<<We do not know how the disease is going to run. Do we?>>
Jonathan,
No I don't think we do, certainly plenty of trees down here that have been
exhibiting mild bleeding for may years, but not developed more significant
symptoms.
I was referring more to added stress that retaining them in new development
may pose, predisposing them to progression into a mortality spiral. Also 250
mm stem diameter, so presumably not that old, so could mitigation be a viable
alternative? If they were oak or lime you could argue a long term
contribution if retained, but whilst I wouldn't want to condemn such an
important landscape tree - can the same be said for these HC's?
Difficult one
PJ..
Paul Johnston
Tree Officer
Planning
Fareham Borough Council
www.fareham.gov.uk
(+44)01329 824451
-----Original Message-----
From: Tesh, Jonathan [mailto:Jonathan.Tesh@xxxxxxxxxx.gov.uk]

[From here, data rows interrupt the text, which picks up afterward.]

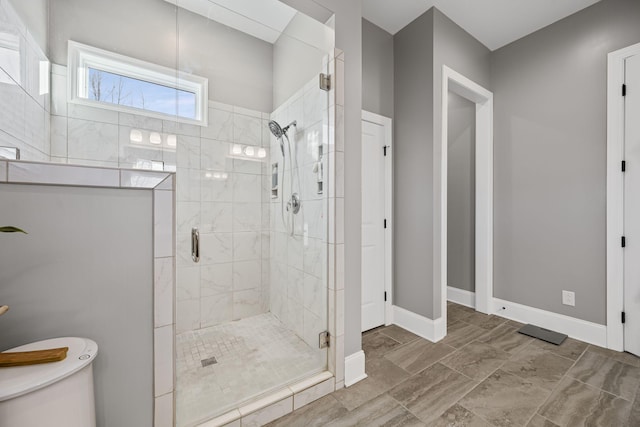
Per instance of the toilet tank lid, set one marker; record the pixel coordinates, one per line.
(19, 380)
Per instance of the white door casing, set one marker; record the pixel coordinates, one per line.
(376, 244)
(631, 196)
(459, 84)
(615, 195)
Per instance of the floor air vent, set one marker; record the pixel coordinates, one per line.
(543, 334)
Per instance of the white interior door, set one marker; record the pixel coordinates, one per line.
(632, 207)
(373, 232)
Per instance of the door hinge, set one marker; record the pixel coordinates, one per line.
(324, 339)
(325, 82)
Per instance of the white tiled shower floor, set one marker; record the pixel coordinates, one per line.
(254, 356)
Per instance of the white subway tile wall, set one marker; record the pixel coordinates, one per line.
(24, 111)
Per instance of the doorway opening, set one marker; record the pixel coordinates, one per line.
(377, 206)
(623, 203)
(461, 194)
(456, 86)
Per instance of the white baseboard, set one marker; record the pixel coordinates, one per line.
(354, 368)
(579, 329)
(432, 330)
(462, 297)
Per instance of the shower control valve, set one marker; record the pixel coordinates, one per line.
(294, 204)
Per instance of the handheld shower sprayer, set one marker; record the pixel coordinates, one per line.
(278, 131)
(293, 204)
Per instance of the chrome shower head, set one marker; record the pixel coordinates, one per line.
(276, 129)
(279, 132)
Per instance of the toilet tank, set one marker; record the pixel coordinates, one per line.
(50, 394)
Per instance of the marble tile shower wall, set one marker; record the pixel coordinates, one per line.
(298, 262)
(24, 102)
(222, 192)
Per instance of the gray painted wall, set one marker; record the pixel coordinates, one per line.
(461, 133)
(377, 70)
(35, 15)
(239, 67)
(413, 171)
(421, 49)
(68, 277)
(550, 159)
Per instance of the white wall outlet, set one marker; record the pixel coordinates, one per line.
(569, 298)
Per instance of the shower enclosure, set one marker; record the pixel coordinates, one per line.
(252, 229)
(232, 96)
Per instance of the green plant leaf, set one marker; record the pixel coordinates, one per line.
(10, 229)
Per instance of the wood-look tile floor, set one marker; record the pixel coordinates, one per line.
(482, 374)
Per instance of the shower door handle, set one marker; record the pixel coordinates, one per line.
(195, 245)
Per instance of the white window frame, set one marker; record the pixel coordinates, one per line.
(82, 57)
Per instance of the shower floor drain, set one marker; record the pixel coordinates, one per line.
(208, 362)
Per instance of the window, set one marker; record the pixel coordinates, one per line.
(117, 82)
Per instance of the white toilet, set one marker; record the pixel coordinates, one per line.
(50, 394)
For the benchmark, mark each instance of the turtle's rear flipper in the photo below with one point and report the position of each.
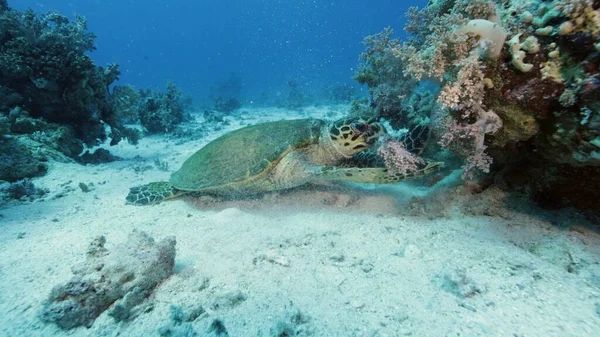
(377, 175)
(151, 193)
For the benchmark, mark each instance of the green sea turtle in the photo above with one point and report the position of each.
(276, 156)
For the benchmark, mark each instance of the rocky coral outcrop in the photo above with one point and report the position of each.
(122, 278)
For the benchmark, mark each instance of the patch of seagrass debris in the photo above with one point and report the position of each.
(122, 278)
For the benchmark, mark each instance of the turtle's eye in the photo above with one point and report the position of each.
(360, 127)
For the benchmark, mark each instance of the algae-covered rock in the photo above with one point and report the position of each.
(18, 160)
(122, 278)
(518, 124)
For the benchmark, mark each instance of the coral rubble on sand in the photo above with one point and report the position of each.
(122, 278)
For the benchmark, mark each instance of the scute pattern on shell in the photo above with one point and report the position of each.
(243, 153)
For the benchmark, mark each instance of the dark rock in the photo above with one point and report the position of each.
(123, 277)
(19, 161)
(217, 328)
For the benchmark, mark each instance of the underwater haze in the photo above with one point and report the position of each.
(300, 168)
(265, 42)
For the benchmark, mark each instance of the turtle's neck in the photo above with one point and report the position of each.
(325, 152)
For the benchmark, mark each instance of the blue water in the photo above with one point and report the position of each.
(266, 42)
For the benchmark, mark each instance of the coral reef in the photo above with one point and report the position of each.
(519, 80)
(45, 71)
(122, 278)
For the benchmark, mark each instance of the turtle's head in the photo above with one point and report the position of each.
(352, 135)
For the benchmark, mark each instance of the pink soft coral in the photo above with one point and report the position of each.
(397, 158)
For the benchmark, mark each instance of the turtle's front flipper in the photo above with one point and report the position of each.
(377, 175)
(152, 193)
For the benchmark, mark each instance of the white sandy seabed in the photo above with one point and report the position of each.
(353, 261)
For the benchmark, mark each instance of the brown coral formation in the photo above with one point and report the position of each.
(519, 84)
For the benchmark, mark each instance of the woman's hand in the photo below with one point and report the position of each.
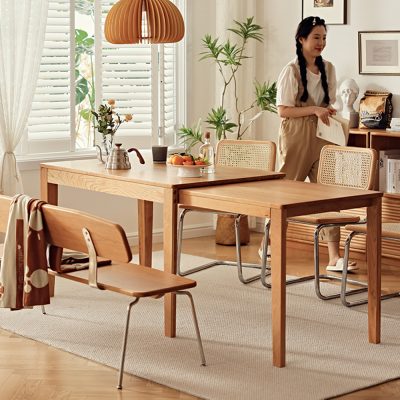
(324, 113)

Sent: 08 February 2010 14:10
To: UK Tree Care
Subject: RE: Horse Chestnut Bleeding Canker
Paul says <there should be a good supporting statement as to why said
trees shouldn't constrain development>
Cheers Paul, but there's the rub. We do not know how the disease is
going to run. Do we? These are otherwise healthy vigorous trees. Mind,
why did they succumb to an infection in the first place? Can young trees
exhibit symptoms and be otherwise fine in the long-term? I am separately
awaiting a Forest Research opinion but the jury seems always to be out
on this matter (except Edmund! - cheers, I feel you are right).